Oil producers are spending more on lucrative shale fields to take advantage of oil prices stabilizing at over $50 per barrel, while clamping down on expensive and time-consuming offshore projects.
“Activity growth in the U.S. onshore well construction product lines is forecast to more than offset the seasonal decline in Canada and ongoing activity reductions in the Gulf of Mexico,” Chief Financial Officer Kimberly Ross said in a post-earnings call.
Larger rival Halliburton Co (HAL.N) said on Monday oil producers were completing nearly as many wells as they were drilling, leading to revenue and margin growth in its completion and production unit.
Market leader Schlumberger (SLB.N) said on Friday that it was redeploying service capacity and technical support resources from the Gulf of Mexico to other markets.
Shares of Baker Hughes, which reported a bigger-than-expected loss on Tuesday, fell as much as 4.3 percent to $56.15, before paring losses to trade down marginally.

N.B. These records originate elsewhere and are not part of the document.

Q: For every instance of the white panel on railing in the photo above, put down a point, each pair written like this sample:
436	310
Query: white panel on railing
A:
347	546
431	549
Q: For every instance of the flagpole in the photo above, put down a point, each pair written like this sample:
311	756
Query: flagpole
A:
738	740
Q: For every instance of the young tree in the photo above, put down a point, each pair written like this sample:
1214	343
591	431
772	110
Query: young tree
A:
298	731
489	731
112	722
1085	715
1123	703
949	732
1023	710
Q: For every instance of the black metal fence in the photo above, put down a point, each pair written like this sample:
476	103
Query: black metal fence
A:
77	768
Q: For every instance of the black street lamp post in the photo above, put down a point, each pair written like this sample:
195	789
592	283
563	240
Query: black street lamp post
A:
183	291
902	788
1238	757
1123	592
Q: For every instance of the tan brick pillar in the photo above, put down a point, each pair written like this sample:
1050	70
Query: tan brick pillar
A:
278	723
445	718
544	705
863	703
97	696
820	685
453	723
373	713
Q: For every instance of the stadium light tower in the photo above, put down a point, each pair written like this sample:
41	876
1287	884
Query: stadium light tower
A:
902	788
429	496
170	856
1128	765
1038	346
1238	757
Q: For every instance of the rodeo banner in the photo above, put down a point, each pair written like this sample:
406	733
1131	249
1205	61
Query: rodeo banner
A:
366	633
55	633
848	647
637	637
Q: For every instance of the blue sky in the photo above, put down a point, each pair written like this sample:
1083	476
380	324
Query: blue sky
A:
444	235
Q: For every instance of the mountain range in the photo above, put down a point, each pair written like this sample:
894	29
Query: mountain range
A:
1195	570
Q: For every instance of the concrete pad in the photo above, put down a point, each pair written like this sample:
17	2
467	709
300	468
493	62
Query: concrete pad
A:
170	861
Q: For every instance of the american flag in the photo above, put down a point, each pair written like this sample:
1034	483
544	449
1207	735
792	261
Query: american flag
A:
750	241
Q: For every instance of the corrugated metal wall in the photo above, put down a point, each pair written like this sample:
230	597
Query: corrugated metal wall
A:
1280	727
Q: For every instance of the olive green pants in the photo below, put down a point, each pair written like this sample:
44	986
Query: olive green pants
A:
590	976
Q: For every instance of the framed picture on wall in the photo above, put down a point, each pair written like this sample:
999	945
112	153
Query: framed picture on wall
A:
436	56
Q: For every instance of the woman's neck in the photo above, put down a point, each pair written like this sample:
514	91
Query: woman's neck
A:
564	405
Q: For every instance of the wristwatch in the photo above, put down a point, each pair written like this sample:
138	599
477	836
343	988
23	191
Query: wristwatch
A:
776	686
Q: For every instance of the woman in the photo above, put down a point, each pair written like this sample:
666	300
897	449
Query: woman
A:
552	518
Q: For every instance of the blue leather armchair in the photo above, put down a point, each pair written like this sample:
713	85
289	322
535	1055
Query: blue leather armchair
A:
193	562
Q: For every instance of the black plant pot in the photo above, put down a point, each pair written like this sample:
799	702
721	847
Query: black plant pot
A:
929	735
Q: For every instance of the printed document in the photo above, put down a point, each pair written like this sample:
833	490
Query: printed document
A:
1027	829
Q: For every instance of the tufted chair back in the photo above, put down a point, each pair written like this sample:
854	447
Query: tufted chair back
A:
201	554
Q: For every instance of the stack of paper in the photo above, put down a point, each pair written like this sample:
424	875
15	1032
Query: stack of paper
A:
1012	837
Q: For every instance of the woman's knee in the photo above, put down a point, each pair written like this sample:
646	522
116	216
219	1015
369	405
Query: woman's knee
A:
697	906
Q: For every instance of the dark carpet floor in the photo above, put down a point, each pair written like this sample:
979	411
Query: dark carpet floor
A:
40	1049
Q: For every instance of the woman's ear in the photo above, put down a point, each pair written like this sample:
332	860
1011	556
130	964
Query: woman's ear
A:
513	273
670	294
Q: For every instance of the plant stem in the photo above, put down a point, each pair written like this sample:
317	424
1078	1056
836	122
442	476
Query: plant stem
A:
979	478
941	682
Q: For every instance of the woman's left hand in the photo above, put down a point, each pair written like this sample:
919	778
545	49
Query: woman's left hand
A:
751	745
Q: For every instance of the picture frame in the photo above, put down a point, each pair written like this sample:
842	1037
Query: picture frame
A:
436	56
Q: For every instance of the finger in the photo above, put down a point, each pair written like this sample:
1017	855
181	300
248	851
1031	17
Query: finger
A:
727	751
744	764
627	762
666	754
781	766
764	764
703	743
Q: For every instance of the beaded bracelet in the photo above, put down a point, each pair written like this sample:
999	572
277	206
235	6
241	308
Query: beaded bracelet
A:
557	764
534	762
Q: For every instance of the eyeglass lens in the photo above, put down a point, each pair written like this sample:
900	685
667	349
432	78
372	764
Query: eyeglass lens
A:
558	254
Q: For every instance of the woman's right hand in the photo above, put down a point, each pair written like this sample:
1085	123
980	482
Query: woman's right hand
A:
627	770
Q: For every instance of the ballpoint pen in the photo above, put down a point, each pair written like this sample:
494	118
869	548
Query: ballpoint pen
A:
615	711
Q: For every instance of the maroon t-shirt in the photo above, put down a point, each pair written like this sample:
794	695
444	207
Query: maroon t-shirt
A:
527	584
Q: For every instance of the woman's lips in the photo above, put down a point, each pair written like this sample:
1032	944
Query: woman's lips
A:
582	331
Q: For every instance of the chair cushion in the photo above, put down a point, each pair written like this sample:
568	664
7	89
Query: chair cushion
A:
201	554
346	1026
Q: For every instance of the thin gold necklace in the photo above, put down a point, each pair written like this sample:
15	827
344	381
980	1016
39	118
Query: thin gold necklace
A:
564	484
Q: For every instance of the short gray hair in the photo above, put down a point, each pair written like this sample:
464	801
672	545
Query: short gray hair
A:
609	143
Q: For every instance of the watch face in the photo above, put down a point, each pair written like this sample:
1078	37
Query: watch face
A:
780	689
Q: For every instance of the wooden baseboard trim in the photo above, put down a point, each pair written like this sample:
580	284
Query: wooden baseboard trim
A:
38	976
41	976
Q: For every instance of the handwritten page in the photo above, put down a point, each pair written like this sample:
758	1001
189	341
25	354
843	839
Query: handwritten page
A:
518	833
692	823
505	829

The company, which is being acquired by General Electric Co (GE.N), said quarterly revenue fell 15.3 percent to $2.26 billion in the first quarter ended March 31.
Analysts’ on average had expected revenue of $2.27 billion, according to Thomson Reuters I/B/E/S.
In contrast, Schlumberger’s (SLB.N) first quarter revenue rose 5.7 percent and Halliburton’s 1.9 percent.
Baker Hughes is much more exposed than Halliburton to international markets, where activity and pricing for oilfield services has remained persistently low.
About 31 percent of Baker Hughes’ total revenue comes from North America, with operations in the Gulf of Mexico account for 15 percent of its revenue from the region.
Net loss attributable to Baker Hughes narrowed to $129 million, or 30 cents per share, in the first quarter ended March 31, from $981 million, or $2.22 per share, a year earlier.
According to Thomson Reuters I/B/E/S, the company lost 24 cents per share, on an adjusted basis. Analysts’ on average had estimated a loss of 21 cents.
GE said last week the merger of its oil and gas business with Baker Hughes remained on track to close in mid-2017.
Up to Monday’s close, Baker Hughes shares had fallen 9.7 percent this year, compared to a 8.8 percent decline in globally-traded Brent crude prices LCOc1.